Potential gears level explanations of smooth progress
(Epistemic status: exploratory. Also, this post isn’t thorough; I wanted to write quickly.)
(Thanks to Mary Phuong, Pedro Freire, Tao Lin, Rohin Shah, and probably a few other people I’m forgetting for discussing this topic with me.)
My perception is that it is a common belief that (after investment spending becomes sufficiently large) AI progress on domains of focus will likely be smooth. That is, it will consistently improve at similar rates at a year over year basis (or perhaps somewhat smaller time periods).[1] Note that this doesn’t imply that growth will necessarily be exponential, the growth rate could steadily decelerate or accelerate and I would still consider it smooth growth.
I find this idea somewhat surprising because in current ML domains there have been relatively few meaningful advancements. This seems to imply that each of these improvements would yield a spike in performance. Yet, empirically, I think that in many domains of focus ML progress has been relatively consistent. I won’t make the case for these claims here. Additionally, empirically it seems that most domains are reasonably continuous even after selecting for domains which are likely to contain discontinuities.
This post will consider some possible gears level explanations of smooth progress. It’s partially inspired by this post in the 2021 MIRI conversations.
Many parts
If a system consists of many part and people are working on many parts at the same time, then the large number of mostly independent factors will drive down variance. For instance, consider a plane. There are many, many parts and some software components. If engineers are working on all of these simultaneously, then progress will tend to be smooth throughout the development of a given aircraft and in the field as whole.
(I don’t actually know anything about aircraft, I’m just using this as a model. If anyone has anything more accurate to claim about planes, please do so in the comments.)
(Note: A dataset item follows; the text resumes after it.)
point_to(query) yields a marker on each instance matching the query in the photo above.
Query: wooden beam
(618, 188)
So will AIs have many parts? Current AI doesn’t seem to have many parts which merit much individual optimization. Architectures are relatively uniform and not all that complex. However, there are potentially a large number of hyperparameters and many parts of the training and inference stack (hardware, optimized code, distributed algorithms, etc.). While hyperparameters can be searched for far more easily than aircraft parts, there is still relevant human optimization work. The training stack as a whole seems likely to have smooth progress (particularly hardware). So if/while compute remains limiting, smooth training stack progress could imply smooth AI progress.
Further, it’s plausible that future architectures will be deliberately engineered to have more different parts to better enable optimization with more people.
Knowledge as a latent variable
Perhaps the actual determining factor of the progress of many fields is the underlying knowledge of individuals. So progress is steady because individuals tend to learn at stable rates and the overall knowledge of the field grows similarly. This explanation seems very difficult to test or verify, but it would imply potential for steady progress even in domains where there are bottlenecks. Perhaps mathematics demonstrates this to some extent.
Large numbers of low-impact discoveries
If all discoveries are low-impact and the number of discoveries per year is reasonably large (and has low variance), then the total progress per year would be smooth. This could be the case even if all discoveries are concentrated in one specific component which doesn’t allow for parallel progress. It seems quite difficult to estimate the impact of future discoveries in AI.
Some other latent variable
There do seem to be a surprising large number of areas where progress is steady (at least to me). Perhaps this indicates some incorrect human bias (or personal bias) that progress should be less steady. It could also indicate the existence of some unknown and unaccounted for latent variable common in many domains. If this variable was applicable in future AI development, then that would likely indicate that future AI development would be unexpectedly smooth.
- ↩︎
Note that while smooth progress probably correlates with slower takeoffs, takeoff speeds and smoothness of progress aren’t the same: it’s possible to have very fast takeoff in which progress is steady before and after some inflection point (but not through the inflection point). Similarly it’s possible to have slower takeoffs where progress is quite erratic.
I find “large numbers of low-impact discoveries” to be the most compelling, though I’d also add:
Variance becomes lower as people put more effort into finding discoveries (intuitively, each person has some chance of finding a discovery, all of which are approximately independent from each other).
There can be high-impact discoveries, but those are found earlier (partly because people are looking for them, and partly because there are more ways to stumble upon high-impact discoveries).
“Combinatorial innovation and technological progress in the very long run”, Matt Clancy, might be worth looking at.